Kathleen Deagan, Distinguished Research Curator Emerita at University of Florida’s Florida Museum of Natural History, has been elected to the Flagler College Board of Trustees.
Deagan is well known for her archaeological research of the Spanish colonial period in Florida and the Caribbean. She has conducted extensive archaeological digs in St. Augustine since 1972, including the identification and excavations of Ft. Mose, America’s first free black community, and Florida’s first Spanish settlement.
Flagler Board of Trustees Chairman Frank Upchurch said Deagan is a natural fit for the Board and will bring a wealth of academic experience.
“It is an honor to have Kathy Deagan join the Board of Trustees,” he said. “She has had a distinguished academic career, and is highly-respected in both her field and throughout the community. She has devoted her life to higher education, and that experience will be invaluable on the Board.”
Deagan has always had a close relationship with Flagler through her frequent field schools in St. Augustine that often included Flagler students and her involvement in the Flagler-based Historic St. Augustine Research Institute.
“I love the Flagler mission,” she said, adding that she has the highest respect for the college’s focus on the liberal arts and its emphasis on citizenship and critical thinking.
Deagan received her Ph.D. in 1974 from University of Florida, and after teaching at Florida State University in its Anthropology Department for eight years, joined University of Florida’s faculty in 1982.
Since 1979, she has worked at Spanish colonial sites in Haiti and the Dominican Republic. She has directed excavations in collaboration with Jose M. Cruxent at Christopher Colombus’ first town in America, La Isabela, and has also directed archaeological programs at Concepcion de la Vega (1496-1562) in the Dominican Republic, and Puerto Real, Haiti (1502-1578). Deagan has also worked since 1983 at the site of En Bas Saline, Haiti, a large Taino town thought to have been the location of La Navidad, Columbus’s first fort, in 1492. She has been a consultant on historic preservation and archaeology projects in Spain, Venezuela, Panama, Peru, Jamaica and Honduras.

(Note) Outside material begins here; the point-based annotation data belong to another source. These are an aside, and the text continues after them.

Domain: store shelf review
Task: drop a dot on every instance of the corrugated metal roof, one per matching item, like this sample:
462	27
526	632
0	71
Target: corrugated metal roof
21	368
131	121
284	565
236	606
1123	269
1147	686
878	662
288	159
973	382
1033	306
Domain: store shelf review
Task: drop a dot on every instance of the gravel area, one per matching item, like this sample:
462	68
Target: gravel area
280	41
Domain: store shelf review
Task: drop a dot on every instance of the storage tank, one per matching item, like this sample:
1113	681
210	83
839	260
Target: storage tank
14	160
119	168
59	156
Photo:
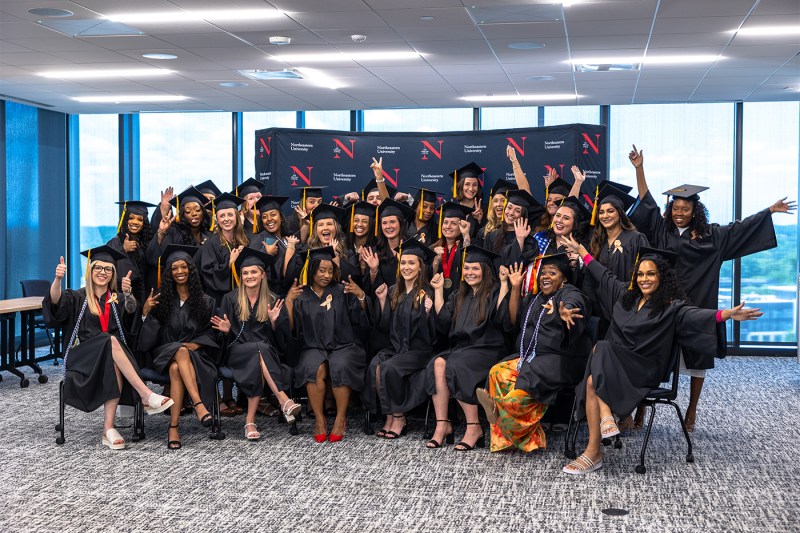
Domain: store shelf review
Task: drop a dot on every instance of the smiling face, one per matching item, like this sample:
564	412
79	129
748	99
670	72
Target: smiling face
647	277
271	221
563	221
550	279
682	211
180	272
135	223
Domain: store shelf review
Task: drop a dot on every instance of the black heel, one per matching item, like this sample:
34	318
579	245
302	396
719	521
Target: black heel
206	420
173	444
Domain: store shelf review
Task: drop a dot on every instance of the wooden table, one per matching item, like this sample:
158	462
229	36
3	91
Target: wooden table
27	308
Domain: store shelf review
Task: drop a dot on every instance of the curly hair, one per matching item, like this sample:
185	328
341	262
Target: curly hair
699	226
669	289
198	310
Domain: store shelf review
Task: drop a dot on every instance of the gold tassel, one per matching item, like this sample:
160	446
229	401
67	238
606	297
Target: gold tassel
594	207
122	216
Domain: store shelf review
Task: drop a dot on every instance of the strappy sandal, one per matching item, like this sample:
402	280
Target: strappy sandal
173	444
448	439
205	421
582	465
251	435
608	427
488	404
480	443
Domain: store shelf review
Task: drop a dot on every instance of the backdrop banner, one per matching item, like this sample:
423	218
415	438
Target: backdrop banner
287	159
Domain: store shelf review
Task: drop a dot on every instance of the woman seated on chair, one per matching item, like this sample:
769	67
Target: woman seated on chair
248	320
647	316
97	357
552	350
472	317
322	313
176	331
397	374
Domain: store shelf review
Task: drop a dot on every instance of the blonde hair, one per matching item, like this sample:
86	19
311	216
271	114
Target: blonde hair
90	287
265	300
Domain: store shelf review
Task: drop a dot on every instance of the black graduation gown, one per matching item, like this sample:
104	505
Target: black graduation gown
561	353
325	333
634	358
474	348
402	365
90	379
250	343
162	341
700	260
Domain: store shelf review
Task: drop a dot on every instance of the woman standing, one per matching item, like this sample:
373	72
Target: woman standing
97	356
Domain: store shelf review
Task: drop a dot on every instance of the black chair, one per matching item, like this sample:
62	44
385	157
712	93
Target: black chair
39	287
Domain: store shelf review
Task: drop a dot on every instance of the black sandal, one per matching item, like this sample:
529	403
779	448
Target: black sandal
480	443
173	444
206	420
447	438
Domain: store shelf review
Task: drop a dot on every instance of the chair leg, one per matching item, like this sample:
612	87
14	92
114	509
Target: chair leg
640	468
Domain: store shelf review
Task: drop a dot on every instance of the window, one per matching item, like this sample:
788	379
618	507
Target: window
770	141
180	149
99	178
682	143
418	119
328	120
259	120
495	118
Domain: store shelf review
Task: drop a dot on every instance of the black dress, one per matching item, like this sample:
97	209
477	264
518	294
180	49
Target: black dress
324	327
700	260
90	379
250	343
412	333
162	341
474	348
635	356
557	357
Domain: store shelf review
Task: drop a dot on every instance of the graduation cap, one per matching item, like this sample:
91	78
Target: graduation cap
687	192
208	187
135	207
372	185
249	186
470	170
314	254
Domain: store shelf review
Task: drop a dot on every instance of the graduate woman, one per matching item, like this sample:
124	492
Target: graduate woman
177	334
321	313
472	318
247	317
648	314
684	229
97	357
396	375
552	348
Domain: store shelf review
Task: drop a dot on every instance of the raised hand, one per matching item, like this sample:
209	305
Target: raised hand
782	206
61	269
568	315
636	157
221	324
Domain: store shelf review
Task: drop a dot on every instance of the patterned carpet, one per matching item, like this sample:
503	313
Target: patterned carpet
744	478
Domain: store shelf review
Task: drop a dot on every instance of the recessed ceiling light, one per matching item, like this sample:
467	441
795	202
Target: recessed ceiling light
526	46
517	97
190	16
339	56
160	56
119	99
50	12
108	73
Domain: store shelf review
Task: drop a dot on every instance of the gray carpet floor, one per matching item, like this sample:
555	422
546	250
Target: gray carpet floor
745	477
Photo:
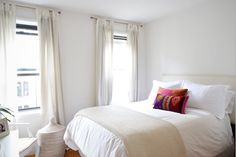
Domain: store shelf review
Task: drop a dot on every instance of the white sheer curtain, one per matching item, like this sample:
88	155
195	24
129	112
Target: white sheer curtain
132	40
51	90
7	59
104	46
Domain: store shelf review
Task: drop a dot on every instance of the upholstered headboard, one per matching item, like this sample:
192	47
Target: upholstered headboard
205	79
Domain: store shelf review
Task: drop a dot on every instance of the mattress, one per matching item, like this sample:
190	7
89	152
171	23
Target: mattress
203	134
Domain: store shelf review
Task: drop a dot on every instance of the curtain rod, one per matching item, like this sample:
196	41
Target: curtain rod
24	5
116	21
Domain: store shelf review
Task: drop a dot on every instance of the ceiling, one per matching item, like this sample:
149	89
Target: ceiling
142	11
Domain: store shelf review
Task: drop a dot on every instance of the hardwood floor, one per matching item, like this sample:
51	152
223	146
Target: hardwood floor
71	153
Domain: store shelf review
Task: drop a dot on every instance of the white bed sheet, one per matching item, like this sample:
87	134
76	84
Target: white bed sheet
203	134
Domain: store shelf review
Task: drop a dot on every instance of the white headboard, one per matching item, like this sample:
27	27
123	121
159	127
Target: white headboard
205	79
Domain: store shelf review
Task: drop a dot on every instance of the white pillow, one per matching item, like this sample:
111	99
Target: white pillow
230	101
211	98
156	84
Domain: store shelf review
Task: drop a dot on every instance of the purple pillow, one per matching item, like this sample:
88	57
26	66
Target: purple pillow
171	103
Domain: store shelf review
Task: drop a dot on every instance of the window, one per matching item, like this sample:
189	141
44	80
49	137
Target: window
27	66
121	67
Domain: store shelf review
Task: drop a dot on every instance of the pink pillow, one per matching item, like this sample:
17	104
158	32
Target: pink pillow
171	103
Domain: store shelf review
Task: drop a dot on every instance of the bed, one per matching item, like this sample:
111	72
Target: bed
202	133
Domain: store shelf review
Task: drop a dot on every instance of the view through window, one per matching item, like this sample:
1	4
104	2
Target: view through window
27	50
121	66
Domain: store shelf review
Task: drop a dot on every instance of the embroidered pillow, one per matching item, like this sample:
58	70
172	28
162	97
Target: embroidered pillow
171	103
172	92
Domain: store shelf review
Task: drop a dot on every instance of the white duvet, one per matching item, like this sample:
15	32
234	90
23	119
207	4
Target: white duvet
203	134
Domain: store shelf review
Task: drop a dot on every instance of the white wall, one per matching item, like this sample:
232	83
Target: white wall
77	45
198	40
77	55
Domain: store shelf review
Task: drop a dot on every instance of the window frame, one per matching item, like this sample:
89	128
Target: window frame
25	72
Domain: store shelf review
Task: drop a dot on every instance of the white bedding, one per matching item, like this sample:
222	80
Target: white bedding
203	134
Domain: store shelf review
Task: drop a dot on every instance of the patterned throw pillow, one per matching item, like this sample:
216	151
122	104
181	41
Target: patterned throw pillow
172	92
171	103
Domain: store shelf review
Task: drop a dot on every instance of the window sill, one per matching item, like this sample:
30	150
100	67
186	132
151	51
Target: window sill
28	112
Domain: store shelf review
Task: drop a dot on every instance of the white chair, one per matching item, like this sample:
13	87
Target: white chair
27	145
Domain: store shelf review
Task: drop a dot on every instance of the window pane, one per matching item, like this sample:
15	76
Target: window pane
27	46
121	66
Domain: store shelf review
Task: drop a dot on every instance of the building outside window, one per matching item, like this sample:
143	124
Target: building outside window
27	65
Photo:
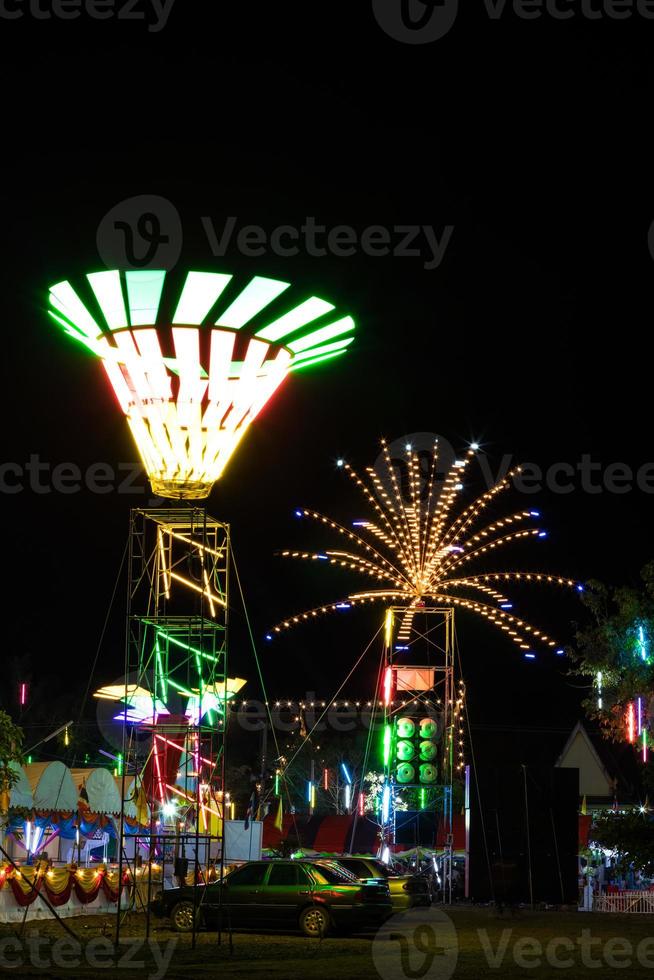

Deagan is the author of eight books and more than 65 scientific papers. She was named “Alumna of Outstanding Distinction” by University of Florida in 1998, and is a recipient of the Society for Historical Archaeology’s J.C. Harrington Award for Lifetime Distinction in Historical Archaeology. She was awarded the “Order of La Florida” by the City of St. Augustine in 2007 for distinguished service to the city.